Don de moelle osseuse. Une mobilisation aussi en Bretagne

L’Agence de la biomédecine lance aujourd’hui sa nouvelle campagne annuelle de sensibilisation au don de moelle osseuse, qui se clôturera en septembre 2022 à l’occasion de la journée mondiale pour le don de moelle osseuse.

Objectif : continuer d’enrichir le registre de façon qualitative, afin d’offrir les meilleures chances de greffe aux malades. 3 axes prioritaires sont retenus : masculiniser, rajeunir et diversifier le registre.
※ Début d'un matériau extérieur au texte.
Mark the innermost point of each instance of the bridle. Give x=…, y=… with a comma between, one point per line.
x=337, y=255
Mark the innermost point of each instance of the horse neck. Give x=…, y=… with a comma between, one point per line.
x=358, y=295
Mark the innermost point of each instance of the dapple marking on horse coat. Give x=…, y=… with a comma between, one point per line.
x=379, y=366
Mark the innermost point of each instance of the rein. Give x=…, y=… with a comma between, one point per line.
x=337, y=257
Contrairement aux autres dons d’éléments du corps humain, le don de moelle osseuse est un engagement sur la durée : il ne s’agit pas d’un don immédiat. L’inscription comme donneur de moelle osseuse signifie que le volontaire fait inscrire dans un registre sa carte d’identité immunologique (typage HLA), afin de pouvoir être appelé à faire ce don à un malade inconnu avec lequel il serait compatible. Cela peut arriver à tout moment… ou peut-être jamais. « C’est avant tout un engagement ferme qui est requis, le don effectif n’intervenant pas forcément. Mais si l’on est appelé un jour, même des années après son inscription sur le registre, il faut tenir sa promesse, car elle peut sauver une vie », explique Emmanuelle Cortot-Boucher, directrice générale de l’Agence de la biomédecine.

La moelle osseuse, c’est quoi ?

La moelle osseuse est responsable de la formation des cellules souches hématopoïétiques. En clair, ce sont celles qui produisent l’ensemble des cellules sanguines : globules rouges, globules blancs et plaquettes. La moelle osseuse est donc indispensable à la vie et son dysfonctionnement est à l’origine de maladies graves du sang, comme les leucémies. La leucémie est une maladie caractérisée par la production excessive de globules blancs anormaux. On parle alors de cancer du sang. C’est pour aider à guérir ce type de maladies qu’il est parfois nécessaire d’avoir recours à une greffe de moelle osseuse : elle peut en effet guérir 80% des maladies graves du sang.

Les 18-35 ans, au coeur des besoins en dons ?

L’âge, au même titre que le sexe, est un des critères les plus importants dans la sélection du donneur. Les greffons des personnes jeunes sont ceux qui donnent le plus de chances aux malades, car ils sont plus riches en cellules souches hématopoïétiques (cellules sanguines produites par la moelle osseuse), ce qui favorise la prise de greffe. De plus, un donneur est contacté en médiane 8 ans après son inscription sur le registre : plus il s’inscrit tôt, plus il a de chances de pouvoir aider un malade.

Suite à la modification, effective depuis le 1er janvier 2021, de l’âge maximum d’inscription désormais fixé à 35 ans révolus, l’objectif de recruter 20 000 nouveaux donneurs en 2021 a largement été atteint : • 23 769 nouveaux donneurs volontaires ont été inscrits sur le registre français, dont 24% d’hommes et 76% de femmes. • À fin décembre 2021, le nombre total d’inscrits sur le registre s’élève désormais à 337 832 donneurs.

Les greffes réalisées à partir d’un prélèvement chez un homme augmente les chances de réussite de la greffe

Les médecins greffeurs ont constaté qu’une greffe réalisée à partir d’un prélèvement de cellules de moelle osseuse effectué chez un homme augmente les chances de réussite de la greffe pour le patient. Ceci s’explique par des facteurs immunologiques : les anticorps, absents chez les hommes et développés naturellement par les femmes lors de chaque grossesse, complexifient la bonne tolérance du greffon de moelle osseuse pour le malade. Ainsi en France, 70% des donneurs de moelle osseuse prélevés sont des hommes, alors que le registre national compte 64% de femmes : il est donc important que le registre des donneurs de moelle osseuse se « masculinise », les profils d’hommes étant les plus souvent recherchés pour un don.

Moelle osseuse : comment devenir donneur ?

Il faut remplir trois conditions • Être en parfaite santé • Être âgé de 18 à 35 ans • Répondre à un questionnaire médical et effectuer un prélèvement biologique (échantillon salivaire ou prise de sang lors de l’inscription définitive) qui déterminera la carte d’identité biologique du futur donneur. Cette carte d’identité biologique est intégrée au registre des donneurs volontaires de moelle osseuse, qui lui est interrogé en permanence pour déterminer les éventuelles compatibilités avec les malades de manière totalement anonyme.